The program outlines objectives such as creating a conducive economic and legal environment, developing infrastructure, establishing systems to train personnel, and building the fuel-supply network. Specifically, it aims to ease GA operation licensing, certification, and flight operation and planning; to create grounds to provide investments such as leasing and soft loans for GA operations; and to provide tax incentives to individuals for purchasing light aircraft. For infrastructure, it intends to lower and exempt landing fees, to restructure some part of the Chinggis Khaan International airport for GA use (GA ops were moved to Ulaanbaatar International Airport), to restore unused provincial airports for GA, and to construct helipads for public use. For airspace, it envisions improving GA airspace regulation, making the airspace easier to use, and to establish systems to inform customers where there are usable segments of airspace.
Feeding the Pipeline
The program intends to create an elementary training structure to prepare private pilots and to set up training centers that meet international standards and can conduct training at the regional level.
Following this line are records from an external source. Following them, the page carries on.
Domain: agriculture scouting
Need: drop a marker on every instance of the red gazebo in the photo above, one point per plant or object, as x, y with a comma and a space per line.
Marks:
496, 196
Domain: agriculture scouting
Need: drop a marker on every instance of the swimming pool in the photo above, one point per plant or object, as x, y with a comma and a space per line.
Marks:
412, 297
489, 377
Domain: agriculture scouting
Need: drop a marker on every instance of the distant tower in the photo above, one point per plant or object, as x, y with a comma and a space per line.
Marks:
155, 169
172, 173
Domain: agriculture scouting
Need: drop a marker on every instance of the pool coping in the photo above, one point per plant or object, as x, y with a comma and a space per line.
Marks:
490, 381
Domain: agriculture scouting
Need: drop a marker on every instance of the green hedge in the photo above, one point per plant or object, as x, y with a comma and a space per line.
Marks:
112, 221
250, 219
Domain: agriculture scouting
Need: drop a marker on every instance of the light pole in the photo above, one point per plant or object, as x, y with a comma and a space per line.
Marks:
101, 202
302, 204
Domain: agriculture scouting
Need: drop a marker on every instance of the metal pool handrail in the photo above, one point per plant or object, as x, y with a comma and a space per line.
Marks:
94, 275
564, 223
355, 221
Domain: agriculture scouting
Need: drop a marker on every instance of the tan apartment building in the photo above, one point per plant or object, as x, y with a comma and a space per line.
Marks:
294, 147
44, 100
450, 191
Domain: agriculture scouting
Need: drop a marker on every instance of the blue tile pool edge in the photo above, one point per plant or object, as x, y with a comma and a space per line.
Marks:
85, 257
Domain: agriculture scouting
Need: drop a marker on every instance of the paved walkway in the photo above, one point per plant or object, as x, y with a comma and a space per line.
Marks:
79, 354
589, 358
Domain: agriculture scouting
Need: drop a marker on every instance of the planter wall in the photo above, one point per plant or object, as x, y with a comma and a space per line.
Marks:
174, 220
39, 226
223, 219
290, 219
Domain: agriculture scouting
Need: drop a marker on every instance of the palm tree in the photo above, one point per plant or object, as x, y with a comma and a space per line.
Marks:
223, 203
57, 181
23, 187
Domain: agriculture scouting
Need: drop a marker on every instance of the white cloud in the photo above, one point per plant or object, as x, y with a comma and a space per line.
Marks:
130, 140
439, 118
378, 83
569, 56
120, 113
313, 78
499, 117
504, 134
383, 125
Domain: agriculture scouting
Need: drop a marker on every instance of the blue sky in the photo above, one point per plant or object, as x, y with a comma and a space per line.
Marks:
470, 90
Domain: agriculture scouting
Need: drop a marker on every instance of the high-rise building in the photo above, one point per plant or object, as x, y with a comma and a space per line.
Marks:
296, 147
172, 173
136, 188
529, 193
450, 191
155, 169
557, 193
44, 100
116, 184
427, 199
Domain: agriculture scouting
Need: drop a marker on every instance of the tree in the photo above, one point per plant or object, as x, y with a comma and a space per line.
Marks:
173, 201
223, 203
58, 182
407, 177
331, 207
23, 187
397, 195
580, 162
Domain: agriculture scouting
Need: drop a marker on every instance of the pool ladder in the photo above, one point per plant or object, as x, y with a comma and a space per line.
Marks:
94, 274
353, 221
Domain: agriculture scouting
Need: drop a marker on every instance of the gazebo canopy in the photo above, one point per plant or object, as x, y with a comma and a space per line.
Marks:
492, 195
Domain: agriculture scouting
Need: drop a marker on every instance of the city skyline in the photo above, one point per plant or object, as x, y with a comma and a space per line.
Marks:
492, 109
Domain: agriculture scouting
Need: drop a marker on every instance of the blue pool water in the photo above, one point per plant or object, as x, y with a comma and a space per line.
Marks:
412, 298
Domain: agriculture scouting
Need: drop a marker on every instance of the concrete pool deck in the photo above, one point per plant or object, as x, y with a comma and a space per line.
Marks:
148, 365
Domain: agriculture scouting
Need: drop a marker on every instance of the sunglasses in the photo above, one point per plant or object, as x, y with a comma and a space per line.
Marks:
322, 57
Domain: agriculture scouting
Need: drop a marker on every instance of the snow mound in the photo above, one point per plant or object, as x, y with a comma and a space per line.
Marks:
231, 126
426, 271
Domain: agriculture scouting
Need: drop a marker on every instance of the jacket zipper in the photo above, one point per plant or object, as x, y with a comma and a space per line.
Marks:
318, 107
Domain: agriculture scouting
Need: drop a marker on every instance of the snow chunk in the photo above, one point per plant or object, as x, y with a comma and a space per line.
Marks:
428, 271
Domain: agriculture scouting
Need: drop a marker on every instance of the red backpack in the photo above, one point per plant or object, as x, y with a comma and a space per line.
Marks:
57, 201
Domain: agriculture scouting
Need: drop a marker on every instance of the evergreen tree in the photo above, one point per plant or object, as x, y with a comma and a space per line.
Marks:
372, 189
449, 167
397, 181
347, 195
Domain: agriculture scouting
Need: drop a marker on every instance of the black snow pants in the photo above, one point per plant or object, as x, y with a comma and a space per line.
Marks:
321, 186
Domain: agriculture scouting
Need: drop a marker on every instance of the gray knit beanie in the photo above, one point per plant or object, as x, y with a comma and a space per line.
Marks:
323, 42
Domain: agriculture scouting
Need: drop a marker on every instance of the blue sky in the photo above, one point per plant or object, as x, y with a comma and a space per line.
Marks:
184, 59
Also, Mongolia plans to prepare GA pilots, engineers, and technicians overseas and domestically and to support private flying clubs and training organizations. The government is investigating long-term soft loans for purchases of light aircraft.
Moreover, the government wants to introduce the latest GA technologies, produce and assemble locally suitable light aircraft, and establish MRO centers and spare parts supply networks. Standards and requirements for private-use light aircraft and helicopters are to be set through regulations. Also, requirements on communication and navigation equipment for aircraft to fly in uncontrolled airspace are to be set to the simplest possible level.
By 2022, Mongolia plans to increase foreign, domestic, and private investment to MNT10 billion ($4.1 million) from the current MNT1 billion (2018), light aircraft to 35 from 17, emergency helipads to 10 from three, and airports to 116 from 20. In terms of flights, it targets growth of flight times in uncontrolled airspace from the current 125 hours to 800 hours, remote area flights from 176 to 3,500 hours, and mining flights from 1,130 to 2,850 hours. For manpower, Mongolia projects to have 130 GA experts, 150 private pilot certificate holders, and 25 training organizations. In addition, 60 MRO centers and 30 fuel supply stations are to be constructed by 2022.
The government encourages all sources of funding for the GA expansion program, including state funds, private investment, foreign aid and loans, and project financing. CAA Mongolia will be required to monitor the implementation of the program annually.